Time complexity: O(min(m,n)), where M and n are the nodes of two binary trees respectively. The depth-first search is performed on two binary trees at the same time. The node is accessed only when the corresponding nodes in the two binary trees are not empty. Therefore, the number of nodes accessed cannot exceed the number of nodes in the smaller binary tree.

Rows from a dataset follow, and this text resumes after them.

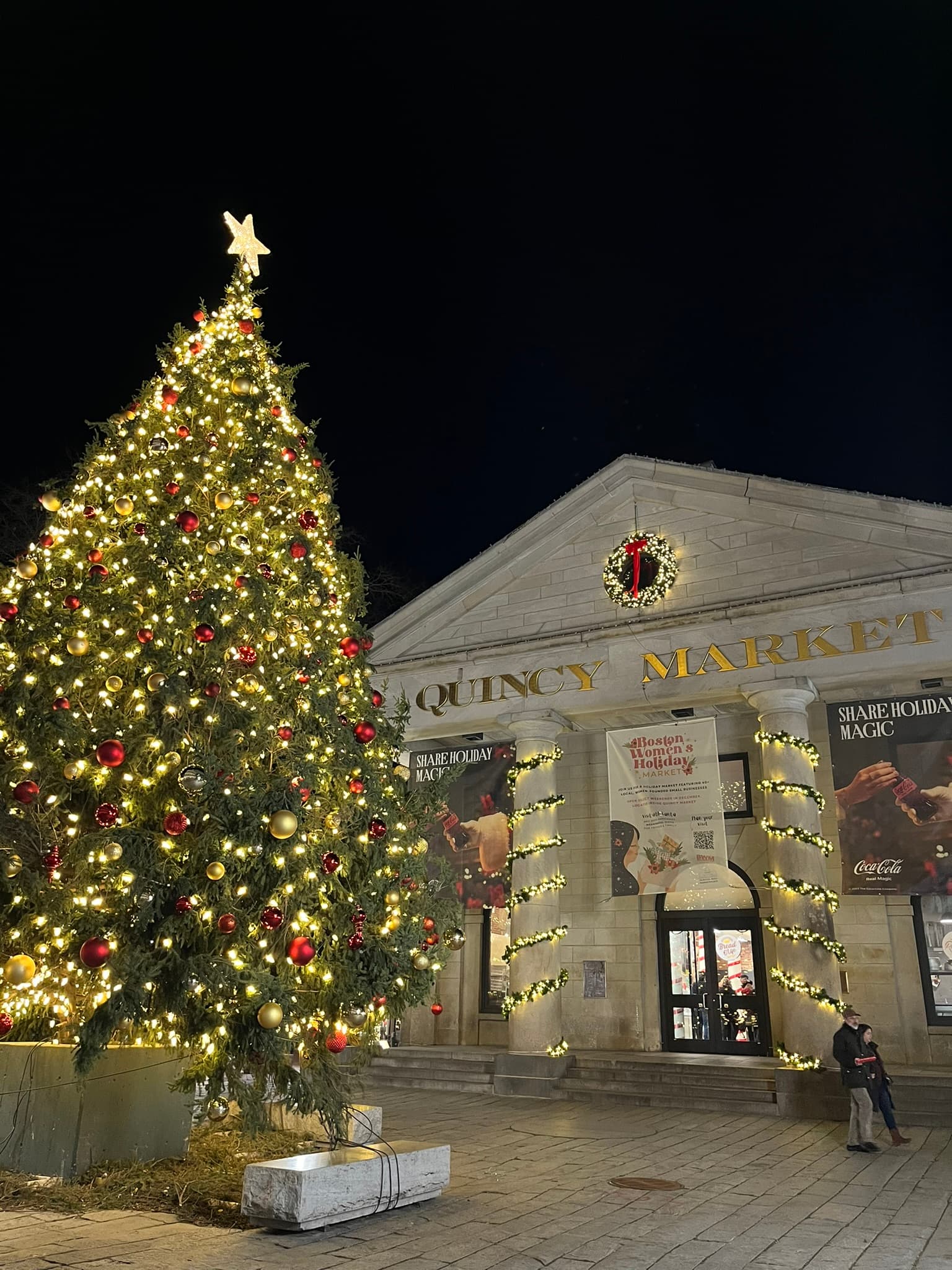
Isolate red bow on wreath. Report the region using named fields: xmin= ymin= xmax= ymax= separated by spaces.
xmin=625 ymin=538 xmax=647 ymax=597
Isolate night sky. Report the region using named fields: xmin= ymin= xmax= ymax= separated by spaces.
xmin=9 ymin=0 xmax=952 ymax=615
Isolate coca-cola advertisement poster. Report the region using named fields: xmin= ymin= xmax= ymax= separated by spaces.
xmin=606 ymin=719 xmax=728 ymax=895
xmin=410 ymin=742 xmax=515 ymax=909
xmin=826 ymin=693 xmax=952 ymax=895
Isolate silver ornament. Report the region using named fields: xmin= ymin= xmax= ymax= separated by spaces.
xmin=178 ymin=763 xmax=208 ymax=797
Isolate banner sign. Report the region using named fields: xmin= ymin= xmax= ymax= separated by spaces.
xmin=826 ymin=693 xmax=952 ymax=895
xmin=410 ymin=743 xmax=515 ymax=909
xmin=606 ymin=719 xmax=728 ymax=895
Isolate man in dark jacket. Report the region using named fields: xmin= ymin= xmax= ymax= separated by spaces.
xmin=832 ymin=1006 xmax=879 ymax=1150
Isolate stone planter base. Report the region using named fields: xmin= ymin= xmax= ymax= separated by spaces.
xmin=241 ymin=1142 xmax=449 ymax=1231
xmin=0 ymin=1041 xmax=192 ymax=1177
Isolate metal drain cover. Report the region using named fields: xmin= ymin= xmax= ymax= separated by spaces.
xmin=609 ymin=1177 xmax=684 ymax=1190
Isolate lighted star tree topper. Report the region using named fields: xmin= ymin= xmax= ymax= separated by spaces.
xmin=0 ymin=216 xmax=462 ymax=1134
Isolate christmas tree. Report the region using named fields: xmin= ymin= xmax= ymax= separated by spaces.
xmin=0 ymin=215 xmax=462 ymax=1134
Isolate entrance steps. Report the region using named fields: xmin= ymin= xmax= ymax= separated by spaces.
xmin=552 ymin=1053 xmax=777 ymax=1115
xmin=369 ymin=1046 xmax=496 ymax=1093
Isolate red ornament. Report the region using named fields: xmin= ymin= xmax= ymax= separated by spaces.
xmin=12 ymin=781 xmax=39 ymax=806
xmin=93 ymin=802 xmax=120 ymax=829
xmin=80 ymin=938 xmax=113 ymax=970
xmin=97 ymin=740 xmax=126 ymax=767
xmin=262 ymin=904 xmax=284 ymax=931
xmin=162 ymin=812 xmax=188 ymax=838
xmin=175 ymin=512 xmax=201 ymax=533
xmin=288 ymin=935 xmax=317 ymax=965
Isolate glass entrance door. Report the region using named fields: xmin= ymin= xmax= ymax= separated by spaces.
xmin=659 ymin=910 xmax=770 ymax=1054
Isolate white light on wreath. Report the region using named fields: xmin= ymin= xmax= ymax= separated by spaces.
xmin=602 ymin=531 xmax=678 ymax=608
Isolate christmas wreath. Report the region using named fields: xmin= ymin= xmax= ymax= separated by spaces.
xmin=603 ymin=532 xmax=678 ymax=608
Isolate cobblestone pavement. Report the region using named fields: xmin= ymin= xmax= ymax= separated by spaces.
xmin=0 ymin=1088 xmax=952 ymax=1270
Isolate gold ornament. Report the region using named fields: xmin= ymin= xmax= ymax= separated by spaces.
xmin=4 ymin=952 xmax=37 ymax=984
xmin=224 ymin=212 xmax=271 ymax=278
xmin=258 ymin=1001 xmax=284 ymax=1029
xmin=268 ymin=812 xmax=297 ymax=838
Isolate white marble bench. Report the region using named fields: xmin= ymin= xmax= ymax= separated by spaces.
xmin=241 ymin=1140 xmax=449 ymax=1231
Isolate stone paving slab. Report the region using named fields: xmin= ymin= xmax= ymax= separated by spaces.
xmin=0 ymin=1087 xmax=952 ymax=1270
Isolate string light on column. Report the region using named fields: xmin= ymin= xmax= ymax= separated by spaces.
xmin=754 ymin=730 xmax=847 ymax=1072
xmin=503 ymin=745 xmax=569 ymax=1058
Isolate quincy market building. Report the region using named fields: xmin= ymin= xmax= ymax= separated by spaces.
xmin=374 ymin=456 xmax=952 ymax=1102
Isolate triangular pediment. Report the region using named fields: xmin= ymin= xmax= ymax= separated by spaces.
xmin=374 ymin=455 xmax=952 ymax=663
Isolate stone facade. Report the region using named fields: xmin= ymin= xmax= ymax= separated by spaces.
xmin=374 ymin=456 xmax=952 ymax=1065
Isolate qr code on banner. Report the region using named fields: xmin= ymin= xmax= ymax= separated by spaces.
xmin=694 ymin=829 xmax=713 ymax=852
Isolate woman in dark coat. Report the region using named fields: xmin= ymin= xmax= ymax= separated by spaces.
xmin=859 ymin=1024 xmax=911 ymax=1147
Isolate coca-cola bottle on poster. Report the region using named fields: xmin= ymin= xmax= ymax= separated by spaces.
xmin=892 ymin=776 xmax=938 ymax=824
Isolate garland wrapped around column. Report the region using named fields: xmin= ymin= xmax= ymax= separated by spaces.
xmin=754 ymin=730 xmax=847 ymax=1070
xmin=503 ymin=745 xmax=569 ymax=1058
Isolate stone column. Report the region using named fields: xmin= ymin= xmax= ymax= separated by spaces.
xmin=744 ymin=680 xmax=840 ymax=1065
xmin=500 ymin=711 xmax=566 ymax=1054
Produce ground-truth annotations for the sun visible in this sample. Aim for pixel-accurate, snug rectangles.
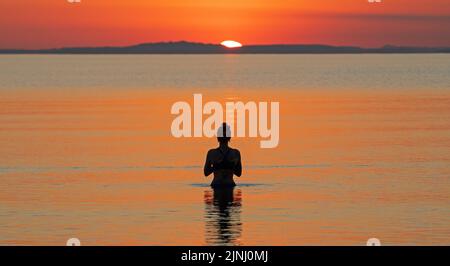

Space complexity: O(min(m,n)), where M and n are the nodes of two binary trees respectively. The spatial complexity depends on the number of levels of recursive calls, which do not exceed the maximum height of the smaller binary tree, which in the worst case equals the number of nodes.

Symmetric binary tree

You are given a binary tree root node, check whether it is axisymmetric.

Code implementation

const isSymmetric = function (root) { const isMirror = (l, r) => { if (! l && ! R) {// return true} if (! l || ! R) {// return false} if (l.val! == r.val) {// l and r are not equal, Return isMirror(l.ight, r.ight) &&ismirror (L.ight, r.ight)} return isMirror(root, root) }Copy the code

Time complexity: O(n)

Space complexity: O(n)

The maximum depth of a binary tree

Given a binary tree, find its maximum depth. The depth of a binary tree is the number of nodes along the longest path from the root node to the farthest leaf node.

Code implementation

const maxDepth = function (root) { if (! Else {const l = maxDepth(root.left) // maxDepth(root.left); Const r = maxDepth(root.right) return math.max (l, r) + 1}}Copy the code

Time complexity: O(n)

Space complexity: O(height), where height represents the height of the binary tree.

summary

  • Trees are nothing more than specialized lists, and it’s easy to know why.
  • Usually written algorithm problems are binary tree or binary search tree.
  • Real business scenarios, such as databases, use more efficient trees.

Js tree this data structure is too important, DOM is a tree structure, usually developed a lot of components, such as menu, drop-down selection, etc., also want to support tree structure, understand these basic concepts is very useful.